In Durrett's Probability (4th edition), an example of a tail event (an event in the tail sigma-field $\bigcap_n \sigma(X_n, X_{n+1}, \dots)$) is the following: given independent random variables $X_1, X_2, \dots,$ and their partial sums $S_n = \sum_{i=1}^n X_i$, the following event is a tail event (Example 2.5.2):
$$ \{ \limsup_n S_n > x c_n \}, \; c_n \to \infty. $$
I understand the high level idea of a tail event (i.e. only depends in the asymptotic behavior of the sum since $c_n$ go to infinity) but I cannot articulate a rigorous explanation. Is there a concrete way to show this?

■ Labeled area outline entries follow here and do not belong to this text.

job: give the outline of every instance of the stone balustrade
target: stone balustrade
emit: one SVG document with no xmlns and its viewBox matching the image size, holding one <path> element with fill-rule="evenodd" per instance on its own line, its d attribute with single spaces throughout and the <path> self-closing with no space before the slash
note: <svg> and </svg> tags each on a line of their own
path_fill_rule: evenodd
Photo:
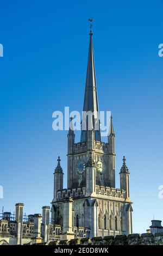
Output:
<svg viewBox="0 0 163 256">
<path fill-rule="evenodd" d="M 40 245 L 163 245 L 163 233 L 153 235 L 150 233 L 90 238 L 77 238 L 68 240 L 55 240 Z"/>
</svg>

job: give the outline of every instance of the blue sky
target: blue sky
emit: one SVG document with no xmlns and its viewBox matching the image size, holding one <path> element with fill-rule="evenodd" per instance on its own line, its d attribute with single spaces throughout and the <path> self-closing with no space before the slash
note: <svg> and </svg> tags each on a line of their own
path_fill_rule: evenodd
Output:
<svg viewBox="0 0 163 256">
<path fill-rule="evenodd" d="M 21 202 L 27 214 L 41 213 L 53 198 L 59 155 L 66 186 L 67 132 L 52 130 L 52 113 L 82 110 L 93 17 L 99 108 L 111 111 L 116 133 L 116 186 L 125 155 L 134 231 L 145 233 L 153 215 L 163 220 L 163 1 L 0 4 L 0 209 L 13 211 Z"/>
</svg>

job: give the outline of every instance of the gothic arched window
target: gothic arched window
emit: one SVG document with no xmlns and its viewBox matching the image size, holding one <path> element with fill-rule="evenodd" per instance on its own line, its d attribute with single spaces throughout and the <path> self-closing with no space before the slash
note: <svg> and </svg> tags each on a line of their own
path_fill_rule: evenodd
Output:
<svg viewBox="0 0 163 256">
<path fill-rule="evenodd" d="M 123 218 L 121 217 L 121 230 L 123 231 Z"/>
<path fill-rule="evenodd" d="M 63 227 L 63 218 L 62 216 L 60 217 L 60 224 L 61 227 Z"/>
<path fill-rule="evenodd" d="M 77 219 L 77 227 L 79 228 L 79 216 L 78 215 L 77 215 L 76 219 Z"/>
<path fill-rule="evenodd" d="M 117 216 L 115 216 L 115 230 L 117 230 Z"/>
<path fill-rule="evenodd" d="M 106 229 L 106 215 L 104 216 L 104 229 Z"/>
<path fill-rule="evenodd" d="M 109 219 L 109 228 L 110 230 L 112 230 L 112 217 L 110 216 Z"/>
<path fill-rule="evenodd" d="M 102 228 L 101 214 L 99 214 L 98 215 L 98 228 L 99 229 Z"/>
<path fill-rule="evenodd" d="M 82 227 L 84 227 L 84 214 L 82 214 Z"/>
</svg>

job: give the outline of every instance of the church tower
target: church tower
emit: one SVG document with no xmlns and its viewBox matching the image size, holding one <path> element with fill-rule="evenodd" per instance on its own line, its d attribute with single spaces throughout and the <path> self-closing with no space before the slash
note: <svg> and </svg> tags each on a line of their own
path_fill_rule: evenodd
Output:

It's pretty much just like your intuitive explanation. For a any $n$, we can write $$ \frac{S_{n+k}}{c_{n+k}} = \frac{X_1+\ldots+X_n}{c_{n+k}} + \frac{X_{n+1}+\ldots +X_{n+k}}{c_{n+k}} $$ Then, since the first term converges to zero as $k\to\infty$, we have $$ \limsup_m \frac{S_m}{c_m} = \limsup_{k} \frac{S_{n+k}}{c_{n+k}} = \limsup_k \frac{X_{n+1}+\ldots+X_{n+k}}{c_{n+k}} $$ so is clearly $\sigma(X_{n+1},\ldots)$-measurable.